In order to publish uncensorable updates to this type of publishing platform, the Bitcoin Cash blockchain is used. These updates will also send a small amount of BCH to our token liquidity app, instructing it to burn a small amount of tokens. This publishing application is the first income-producing product distributed by the PSF, and is also a foundational piece of technology upon which more advanced and uncensorable applications will be developed.

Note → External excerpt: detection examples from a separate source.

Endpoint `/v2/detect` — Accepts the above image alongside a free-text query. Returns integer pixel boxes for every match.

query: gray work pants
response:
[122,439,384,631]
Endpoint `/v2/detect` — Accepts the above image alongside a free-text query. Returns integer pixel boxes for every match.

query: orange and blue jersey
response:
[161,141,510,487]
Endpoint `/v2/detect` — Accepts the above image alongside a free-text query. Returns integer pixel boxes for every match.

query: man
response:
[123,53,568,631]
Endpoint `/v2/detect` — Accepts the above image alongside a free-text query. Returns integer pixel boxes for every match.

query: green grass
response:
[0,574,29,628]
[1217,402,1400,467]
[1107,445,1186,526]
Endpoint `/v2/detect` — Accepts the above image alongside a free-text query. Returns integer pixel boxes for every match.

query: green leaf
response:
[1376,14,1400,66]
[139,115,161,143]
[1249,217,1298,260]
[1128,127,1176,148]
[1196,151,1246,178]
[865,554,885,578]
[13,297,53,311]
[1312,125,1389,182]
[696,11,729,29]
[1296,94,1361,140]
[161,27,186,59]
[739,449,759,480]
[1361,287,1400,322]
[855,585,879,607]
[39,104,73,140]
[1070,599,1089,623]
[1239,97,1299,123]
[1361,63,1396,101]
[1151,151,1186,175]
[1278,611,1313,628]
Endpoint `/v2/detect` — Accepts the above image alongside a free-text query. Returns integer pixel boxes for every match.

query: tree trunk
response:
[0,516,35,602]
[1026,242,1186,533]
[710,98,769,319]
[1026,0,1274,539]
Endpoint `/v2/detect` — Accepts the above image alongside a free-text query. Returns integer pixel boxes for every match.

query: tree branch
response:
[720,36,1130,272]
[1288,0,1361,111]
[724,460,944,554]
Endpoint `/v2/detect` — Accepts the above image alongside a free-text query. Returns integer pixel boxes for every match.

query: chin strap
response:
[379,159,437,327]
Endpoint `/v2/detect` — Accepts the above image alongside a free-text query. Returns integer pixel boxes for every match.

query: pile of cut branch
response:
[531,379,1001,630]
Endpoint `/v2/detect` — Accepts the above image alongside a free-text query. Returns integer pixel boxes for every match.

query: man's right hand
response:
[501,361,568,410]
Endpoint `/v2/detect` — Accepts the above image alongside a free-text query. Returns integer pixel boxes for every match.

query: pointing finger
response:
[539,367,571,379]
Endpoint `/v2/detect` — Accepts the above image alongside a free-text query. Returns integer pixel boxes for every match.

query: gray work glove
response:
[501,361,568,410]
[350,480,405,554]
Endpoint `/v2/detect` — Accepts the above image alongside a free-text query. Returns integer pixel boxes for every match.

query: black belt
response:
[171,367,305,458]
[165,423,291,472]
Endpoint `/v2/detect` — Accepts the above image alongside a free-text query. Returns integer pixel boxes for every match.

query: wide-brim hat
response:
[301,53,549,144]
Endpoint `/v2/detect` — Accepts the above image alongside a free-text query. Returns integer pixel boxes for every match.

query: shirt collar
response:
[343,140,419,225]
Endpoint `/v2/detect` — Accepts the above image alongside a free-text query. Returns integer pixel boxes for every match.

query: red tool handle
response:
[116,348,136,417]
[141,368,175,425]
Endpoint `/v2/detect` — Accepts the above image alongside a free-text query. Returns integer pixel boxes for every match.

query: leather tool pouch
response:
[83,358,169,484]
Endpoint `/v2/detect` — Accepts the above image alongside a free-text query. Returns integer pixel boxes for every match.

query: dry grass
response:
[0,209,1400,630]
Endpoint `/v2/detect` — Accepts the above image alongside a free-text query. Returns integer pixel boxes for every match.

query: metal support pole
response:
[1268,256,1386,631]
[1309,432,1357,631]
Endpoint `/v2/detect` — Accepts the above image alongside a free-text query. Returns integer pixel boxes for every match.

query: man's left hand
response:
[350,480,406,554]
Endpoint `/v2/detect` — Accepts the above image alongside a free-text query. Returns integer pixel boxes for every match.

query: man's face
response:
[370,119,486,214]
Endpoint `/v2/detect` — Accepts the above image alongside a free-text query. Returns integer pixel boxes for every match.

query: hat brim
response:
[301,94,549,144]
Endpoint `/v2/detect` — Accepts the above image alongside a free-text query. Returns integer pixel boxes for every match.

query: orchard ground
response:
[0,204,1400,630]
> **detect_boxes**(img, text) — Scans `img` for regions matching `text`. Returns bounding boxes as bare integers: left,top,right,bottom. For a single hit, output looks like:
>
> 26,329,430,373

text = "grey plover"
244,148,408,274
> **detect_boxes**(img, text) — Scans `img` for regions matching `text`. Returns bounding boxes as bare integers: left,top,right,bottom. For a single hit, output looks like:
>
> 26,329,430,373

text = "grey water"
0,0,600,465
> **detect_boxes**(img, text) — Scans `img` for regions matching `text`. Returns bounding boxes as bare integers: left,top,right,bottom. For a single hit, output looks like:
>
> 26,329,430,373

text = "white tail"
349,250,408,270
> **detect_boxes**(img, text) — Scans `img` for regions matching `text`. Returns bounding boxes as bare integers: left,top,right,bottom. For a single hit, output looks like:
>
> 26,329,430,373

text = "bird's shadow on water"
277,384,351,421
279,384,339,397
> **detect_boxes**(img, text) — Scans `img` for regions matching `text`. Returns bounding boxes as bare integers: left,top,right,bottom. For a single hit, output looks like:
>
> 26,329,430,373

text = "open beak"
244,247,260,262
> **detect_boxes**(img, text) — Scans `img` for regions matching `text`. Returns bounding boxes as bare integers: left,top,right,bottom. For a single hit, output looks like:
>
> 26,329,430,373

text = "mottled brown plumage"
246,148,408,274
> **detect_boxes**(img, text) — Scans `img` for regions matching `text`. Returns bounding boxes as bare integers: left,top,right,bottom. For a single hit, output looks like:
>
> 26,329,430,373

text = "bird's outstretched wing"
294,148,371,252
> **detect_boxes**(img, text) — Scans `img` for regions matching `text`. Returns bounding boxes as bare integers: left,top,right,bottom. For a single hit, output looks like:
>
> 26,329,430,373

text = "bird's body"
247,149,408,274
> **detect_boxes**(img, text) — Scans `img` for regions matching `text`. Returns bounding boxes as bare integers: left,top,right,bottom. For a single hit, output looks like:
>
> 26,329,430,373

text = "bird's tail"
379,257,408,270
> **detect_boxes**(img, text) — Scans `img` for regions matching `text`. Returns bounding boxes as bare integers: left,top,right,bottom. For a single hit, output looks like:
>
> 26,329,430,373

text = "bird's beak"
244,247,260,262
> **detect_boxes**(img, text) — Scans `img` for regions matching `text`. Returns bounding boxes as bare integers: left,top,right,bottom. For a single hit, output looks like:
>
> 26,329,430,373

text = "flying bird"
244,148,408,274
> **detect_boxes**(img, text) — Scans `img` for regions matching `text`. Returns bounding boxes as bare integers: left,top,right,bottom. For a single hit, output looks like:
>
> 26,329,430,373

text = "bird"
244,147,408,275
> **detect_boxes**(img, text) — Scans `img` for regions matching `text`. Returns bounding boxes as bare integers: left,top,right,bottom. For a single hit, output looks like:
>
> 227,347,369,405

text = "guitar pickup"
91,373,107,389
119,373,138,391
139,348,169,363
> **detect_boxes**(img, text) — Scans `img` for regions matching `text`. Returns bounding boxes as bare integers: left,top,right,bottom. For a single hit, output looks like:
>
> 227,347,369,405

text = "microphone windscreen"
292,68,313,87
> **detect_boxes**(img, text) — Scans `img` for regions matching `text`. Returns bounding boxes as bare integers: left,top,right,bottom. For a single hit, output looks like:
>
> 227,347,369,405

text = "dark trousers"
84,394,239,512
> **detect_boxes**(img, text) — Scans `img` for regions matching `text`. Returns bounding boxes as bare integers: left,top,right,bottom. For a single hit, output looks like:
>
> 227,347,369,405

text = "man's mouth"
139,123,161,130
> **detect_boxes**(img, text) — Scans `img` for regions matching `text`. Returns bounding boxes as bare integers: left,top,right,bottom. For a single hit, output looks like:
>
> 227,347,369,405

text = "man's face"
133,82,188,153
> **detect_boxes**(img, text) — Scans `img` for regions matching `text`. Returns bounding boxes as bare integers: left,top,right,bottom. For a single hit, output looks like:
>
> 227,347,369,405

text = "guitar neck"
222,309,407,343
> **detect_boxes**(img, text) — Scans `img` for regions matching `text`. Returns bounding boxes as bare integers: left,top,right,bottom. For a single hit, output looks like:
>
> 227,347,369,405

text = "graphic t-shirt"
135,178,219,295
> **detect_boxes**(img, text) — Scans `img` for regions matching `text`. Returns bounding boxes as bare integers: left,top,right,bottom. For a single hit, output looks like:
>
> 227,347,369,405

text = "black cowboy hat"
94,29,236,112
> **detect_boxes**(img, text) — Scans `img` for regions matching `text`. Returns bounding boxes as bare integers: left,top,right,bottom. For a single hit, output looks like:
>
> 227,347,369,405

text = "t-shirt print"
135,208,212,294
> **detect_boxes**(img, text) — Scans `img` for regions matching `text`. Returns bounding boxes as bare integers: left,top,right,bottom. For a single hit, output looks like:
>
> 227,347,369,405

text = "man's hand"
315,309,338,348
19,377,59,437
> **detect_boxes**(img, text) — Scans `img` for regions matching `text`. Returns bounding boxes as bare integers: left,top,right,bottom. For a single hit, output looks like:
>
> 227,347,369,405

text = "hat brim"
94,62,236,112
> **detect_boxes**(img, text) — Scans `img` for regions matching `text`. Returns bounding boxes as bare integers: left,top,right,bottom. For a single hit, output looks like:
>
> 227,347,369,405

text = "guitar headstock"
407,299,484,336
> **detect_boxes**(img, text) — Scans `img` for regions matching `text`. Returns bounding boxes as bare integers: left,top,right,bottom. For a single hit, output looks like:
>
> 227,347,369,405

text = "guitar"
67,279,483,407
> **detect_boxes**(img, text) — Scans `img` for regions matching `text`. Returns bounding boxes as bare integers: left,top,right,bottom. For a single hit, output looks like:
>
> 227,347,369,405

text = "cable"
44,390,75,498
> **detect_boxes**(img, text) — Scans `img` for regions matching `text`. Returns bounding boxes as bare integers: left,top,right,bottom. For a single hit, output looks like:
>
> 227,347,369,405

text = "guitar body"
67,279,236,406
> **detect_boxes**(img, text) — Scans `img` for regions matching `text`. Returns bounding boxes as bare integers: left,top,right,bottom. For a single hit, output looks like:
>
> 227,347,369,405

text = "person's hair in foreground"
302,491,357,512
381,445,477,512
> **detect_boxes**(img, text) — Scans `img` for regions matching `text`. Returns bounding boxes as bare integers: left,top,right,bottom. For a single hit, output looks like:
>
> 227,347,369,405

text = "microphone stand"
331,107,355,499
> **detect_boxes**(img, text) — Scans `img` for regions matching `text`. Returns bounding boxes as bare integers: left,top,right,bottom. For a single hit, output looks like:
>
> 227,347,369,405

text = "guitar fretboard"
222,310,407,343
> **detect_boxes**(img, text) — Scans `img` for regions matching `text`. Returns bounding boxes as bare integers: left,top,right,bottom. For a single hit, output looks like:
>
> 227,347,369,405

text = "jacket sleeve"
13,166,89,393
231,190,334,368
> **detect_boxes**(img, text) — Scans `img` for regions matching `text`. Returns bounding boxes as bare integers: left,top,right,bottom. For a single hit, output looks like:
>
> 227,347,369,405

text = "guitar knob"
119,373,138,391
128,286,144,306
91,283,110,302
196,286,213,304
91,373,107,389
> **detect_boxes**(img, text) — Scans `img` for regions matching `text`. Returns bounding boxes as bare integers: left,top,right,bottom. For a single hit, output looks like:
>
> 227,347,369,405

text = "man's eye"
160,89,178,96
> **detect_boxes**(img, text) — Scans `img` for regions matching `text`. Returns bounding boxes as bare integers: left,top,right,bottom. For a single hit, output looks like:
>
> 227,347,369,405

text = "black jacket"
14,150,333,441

- Non-technical video overview of how governments censor content
- Technical walkthrough video of how this software circumvents government censorship
More akin to a curated list than a search engine, the web app described here will be developed to allow Tor-based websites, with their ephemeral
.onion addresses, to be easily found and browsed. Ecommerce sites can promote themselves, allowing an advertising market to emerge. This web app will build upon the uncensorable publishing application described above.
This app will mostly be run by Mirror nodes in a hybrid peer-to-peer network. The PSF token will align incentives and reduce spam. This will allow cryptocurrency-based services to conduct business and be ‘found’ easily, while still using the Tor network for robust censorship resistance.
Members of the Foundation are monitoring the development of the Filecoin network. PSF plans to be at the cutting edge of the technology as it developers. The primary goal of this work is to build a 'bridge' that will allow BCH or PSF tokens to be used to pay for file storage on the Filecoin network.
Building this bridge will greatly complement the other PSF projects, by making the applications even harder to censor, easier to use, and thus more valuable.
Email is the most fundamental piece of identity on the internet. And yet, privacy-respecting email providers are rare to non-existent because of abuse by spammers. Cryptocurrency provides the answer to that problem. Studies have shown the a cost of $0.01 to $0.05 per email is prohibitive to spammers.
For example, a new account could be funded with $3 USD worth of PSF tokens, allowing up to 300 emails to be sent or received. Once depleted of funds, more tokens can be sent to increase the quota.
Consolidating CoinJoin is a peer-to-peer mixing service that brings privacy and fungibility to the Bitcoin Cash network. Users will use the PSF token to pay for the mixing service. Servers will use the PSF token to pay Mirrors to advertise their tor .onion address.
P2P VPS allows people to rent out unused computing power for hosting common internet services like blogs, email, VPN, and other cloud services. Any device capable of running Docker can be rented on the network, in exchange for BCH or the PSF token.